Sedangkan hanger atau gantungan baju diduga dipakai untuk menyiksa Jusni dengan cara dicambuk ke areal punggung korban saat di Mess Perwira Yonbekang 4/Air sebagaimana yang disampaikan oleh korban kepada rekannya.
Selain itu Andi menilai dalam proses persidangan diketahui oditur militer tidak berupaya mengurai dan mengungkap rantai pertanggungjawaban komando atas peristiwa penyiksaan tersebut mengingat salah satu lokasi yang diduga menjadi tempat penyiksaan itu berada di area militer yang hanya dapat diakses oleh anggota militer.
Selain itu, kata Andi, apabila pejabat publik khususnya dalam hal ini ialah atasan para terdakwa mengetahui peristiwa penyiksaan namun membiarkannya, maka ia dianggap menjadi bagian dari kejahatan itu dan harus mempertanggungjawabkannya secara pidana.

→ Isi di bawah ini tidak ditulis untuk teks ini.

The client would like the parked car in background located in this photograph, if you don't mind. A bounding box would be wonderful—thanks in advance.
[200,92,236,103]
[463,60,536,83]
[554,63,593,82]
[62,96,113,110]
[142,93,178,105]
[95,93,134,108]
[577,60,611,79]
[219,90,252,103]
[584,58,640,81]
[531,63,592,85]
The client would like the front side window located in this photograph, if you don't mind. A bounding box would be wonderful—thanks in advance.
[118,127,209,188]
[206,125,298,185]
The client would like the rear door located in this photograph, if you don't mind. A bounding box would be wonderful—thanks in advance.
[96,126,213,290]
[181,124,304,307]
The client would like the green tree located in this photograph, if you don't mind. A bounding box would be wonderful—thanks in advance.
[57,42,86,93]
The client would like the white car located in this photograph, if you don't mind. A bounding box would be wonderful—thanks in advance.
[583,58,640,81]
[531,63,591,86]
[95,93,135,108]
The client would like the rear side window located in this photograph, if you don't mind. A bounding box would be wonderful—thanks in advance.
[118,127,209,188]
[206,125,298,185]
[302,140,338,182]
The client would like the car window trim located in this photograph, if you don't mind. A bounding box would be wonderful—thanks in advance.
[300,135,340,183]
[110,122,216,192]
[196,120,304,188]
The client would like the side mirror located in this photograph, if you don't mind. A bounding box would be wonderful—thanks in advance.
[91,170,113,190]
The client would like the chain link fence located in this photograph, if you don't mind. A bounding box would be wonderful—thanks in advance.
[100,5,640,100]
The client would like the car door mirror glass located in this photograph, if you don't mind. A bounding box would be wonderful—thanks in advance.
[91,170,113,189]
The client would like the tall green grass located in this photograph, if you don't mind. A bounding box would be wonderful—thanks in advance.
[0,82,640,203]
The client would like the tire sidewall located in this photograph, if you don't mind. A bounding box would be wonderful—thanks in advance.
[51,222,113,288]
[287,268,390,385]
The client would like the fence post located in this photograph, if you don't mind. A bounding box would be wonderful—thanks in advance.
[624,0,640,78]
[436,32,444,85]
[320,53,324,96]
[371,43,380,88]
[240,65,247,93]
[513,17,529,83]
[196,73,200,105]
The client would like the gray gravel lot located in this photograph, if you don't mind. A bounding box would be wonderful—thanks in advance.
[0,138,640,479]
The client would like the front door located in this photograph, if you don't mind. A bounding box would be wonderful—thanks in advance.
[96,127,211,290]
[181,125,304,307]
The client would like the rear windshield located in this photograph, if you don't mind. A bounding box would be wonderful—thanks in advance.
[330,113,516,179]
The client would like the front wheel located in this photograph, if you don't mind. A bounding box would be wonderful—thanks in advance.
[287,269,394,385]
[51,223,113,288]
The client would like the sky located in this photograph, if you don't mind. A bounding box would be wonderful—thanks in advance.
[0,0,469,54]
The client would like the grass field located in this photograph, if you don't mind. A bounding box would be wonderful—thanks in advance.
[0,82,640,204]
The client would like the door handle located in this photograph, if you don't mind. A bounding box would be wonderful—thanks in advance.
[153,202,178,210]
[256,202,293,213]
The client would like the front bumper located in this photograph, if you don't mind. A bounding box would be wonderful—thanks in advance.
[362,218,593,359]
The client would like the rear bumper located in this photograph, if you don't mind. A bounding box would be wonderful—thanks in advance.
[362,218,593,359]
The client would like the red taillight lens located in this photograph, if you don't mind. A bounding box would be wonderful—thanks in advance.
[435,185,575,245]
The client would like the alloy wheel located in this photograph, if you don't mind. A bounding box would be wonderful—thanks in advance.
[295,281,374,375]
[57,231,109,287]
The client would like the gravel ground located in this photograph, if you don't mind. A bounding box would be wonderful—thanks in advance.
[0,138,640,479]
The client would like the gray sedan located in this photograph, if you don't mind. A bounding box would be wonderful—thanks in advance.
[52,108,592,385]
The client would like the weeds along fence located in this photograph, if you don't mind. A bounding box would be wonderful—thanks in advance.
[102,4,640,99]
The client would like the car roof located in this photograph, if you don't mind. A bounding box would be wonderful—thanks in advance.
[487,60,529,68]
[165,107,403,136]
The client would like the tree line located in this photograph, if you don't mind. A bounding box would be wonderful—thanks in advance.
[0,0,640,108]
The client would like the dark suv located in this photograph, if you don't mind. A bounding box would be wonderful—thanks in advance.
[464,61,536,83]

Hal itu, kata dia, didasarkan pada Konvensi Menentang Penyiksaan dan Perlakuan atau Penghukuman Lain yang Kejam, Tidak Manusiawi atau Merendahkan Marabat Manusia sebagaimana telah diratifikasi menjadi Undang-Undang Nomor 5 Tahun 1998
Andi mengatakan upaya-upaya perdamaian yang selalu ditawarkan kesatuan Yonbekang 4/Air melalui oditur militer ditolak pendamping keluarga korban yang meminta proses peradilan dapat berjelan terus serta menghukum para terdakwa dengan hukuman yang berat.

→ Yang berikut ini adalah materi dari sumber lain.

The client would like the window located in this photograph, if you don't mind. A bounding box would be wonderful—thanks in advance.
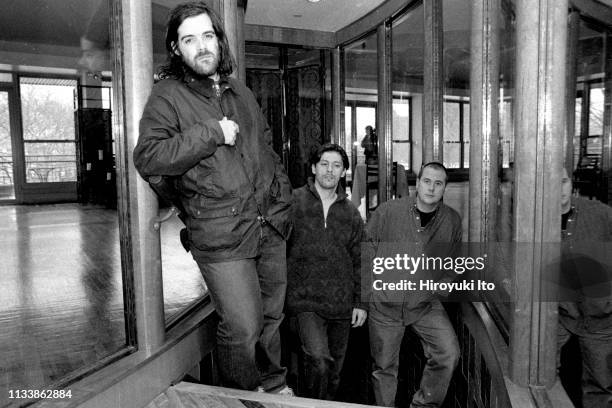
[19,77,77,183]
[444,99,470,169]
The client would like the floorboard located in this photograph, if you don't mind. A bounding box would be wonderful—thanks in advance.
[0,204,206,407]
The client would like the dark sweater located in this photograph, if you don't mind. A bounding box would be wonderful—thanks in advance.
[286,181,365,319]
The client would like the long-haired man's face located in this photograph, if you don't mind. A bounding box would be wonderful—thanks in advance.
[312,151,346,190]
[174,14,219,77]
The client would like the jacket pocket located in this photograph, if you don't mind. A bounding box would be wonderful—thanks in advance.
[189,196,245,251]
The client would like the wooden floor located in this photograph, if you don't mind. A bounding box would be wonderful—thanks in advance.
[0,204,206,407]
[146,382,378,408]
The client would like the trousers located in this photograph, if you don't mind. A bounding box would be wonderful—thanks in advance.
[368,301,459,408]
[557,317,612,408]
[196,225,287,391]
[297,312,351,401]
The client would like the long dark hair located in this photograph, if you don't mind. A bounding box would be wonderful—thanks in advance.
[157,1,234,79]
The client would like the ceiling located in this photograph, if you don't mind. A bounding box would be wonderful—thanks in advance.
[245,0,384,32]
[154,0,384,32]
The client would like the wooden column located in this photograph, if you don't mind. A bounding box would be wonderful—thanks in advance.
[331,47,344,147]
[111,0,165,355]
[218,0,246,82]
[423,0,444,163]
[564,10,580,172]
[376,24,393,203]
[598,33,612,204]
[510,0,568,388]
[468,0,500,242]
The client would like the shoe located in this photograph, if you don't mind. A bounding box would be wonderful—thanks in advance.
[274,385,295,397]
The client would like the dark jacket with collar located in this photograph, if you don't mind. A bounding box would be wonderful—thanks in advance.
[559,197,612,333]
[285,180,366,319]
[134,74,291,262]
[364,197,462,324]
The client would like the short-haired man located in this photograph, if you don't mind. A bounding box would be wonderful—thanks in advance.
[557,169,612,408]
[366,162,462,407]
[286,144,367,400]
[134,2,291,393]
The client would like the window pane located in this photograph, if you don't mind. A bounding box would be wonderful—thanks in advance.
[391,4,425,172]
[24,142,76,183]
[0,91,15,200]
[344,106,357,174]
[444,142,461,169]
[344,29,378,164]
[589,88,604,135]
[462,103,470,169]
[393,99,412,170]
[443,102,461,169]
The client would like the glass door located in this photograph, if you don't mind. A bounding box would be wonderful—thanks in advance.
[19,77,77,203]
[0,89,15,201]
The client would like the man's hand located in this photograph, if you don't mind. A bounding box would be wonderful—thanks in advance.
[219,116,240,146]
[351,308,368,327]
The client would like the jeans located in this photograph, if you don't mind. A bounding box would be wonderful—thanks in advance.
[198,226,287,391]
[297,312,351,401]
[368,301,459,408]
[557,318,612,408]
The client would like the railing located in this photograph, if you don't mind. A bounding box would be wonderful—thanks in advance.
[0,155,13,186]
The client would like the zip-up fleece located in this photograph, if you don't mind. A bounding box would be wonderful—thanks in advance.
[285,180,366,319]
[134,73,291,262]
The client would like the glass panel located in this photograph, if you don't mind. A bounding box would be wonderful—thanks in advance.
[442,0,472,170]
[0,0,133,406]
[443,102,461,169]
[572,97,582,170]
[462,103,470,169]
[393,98,412,169]
[19,78,76,183]
[24,142,76,183]
[244,43,280,70]
[589,87,604,136]
[344,106,357,176]
[487,0,516,328]
[19,78,76,140]
[391,4,425,173]
[0,91,15,200]
[576,20,605,78]
[356,106,378,164]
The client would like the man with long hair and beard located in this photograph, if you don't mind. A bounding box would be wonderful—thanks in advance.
[134,2,292,394]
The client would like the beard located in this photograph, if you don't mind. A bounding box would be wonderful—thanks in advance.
[184,52,219,77]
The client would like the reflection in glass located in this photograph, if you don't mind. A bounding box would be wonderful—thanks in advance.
[0,91,15,200]
[391,5,425,172]
[442,0,472,169]
[488,0,516,327]
[344,32,378,178]
[0,0,128,406]
[19,77,77,183]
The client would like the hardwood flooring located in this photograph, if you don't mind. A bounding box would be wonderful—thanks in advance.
[0,204,206,407]
[146,382,372,408]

"Rekomendasi keringanan hukuman dari Kapusbekangad dan kemudian oditur militer mengabulkannya sebagai hal yang meringankan, hal ini menunjukan ada upaya intervensi terhadap proses peradilan dan menimbulkan konflik kepentingan. Selain itu, hal ini juga membuktikan bahwa ada upaya perlindungan kepada para terdakwa yang melakukan penyiksaan," kata Andi.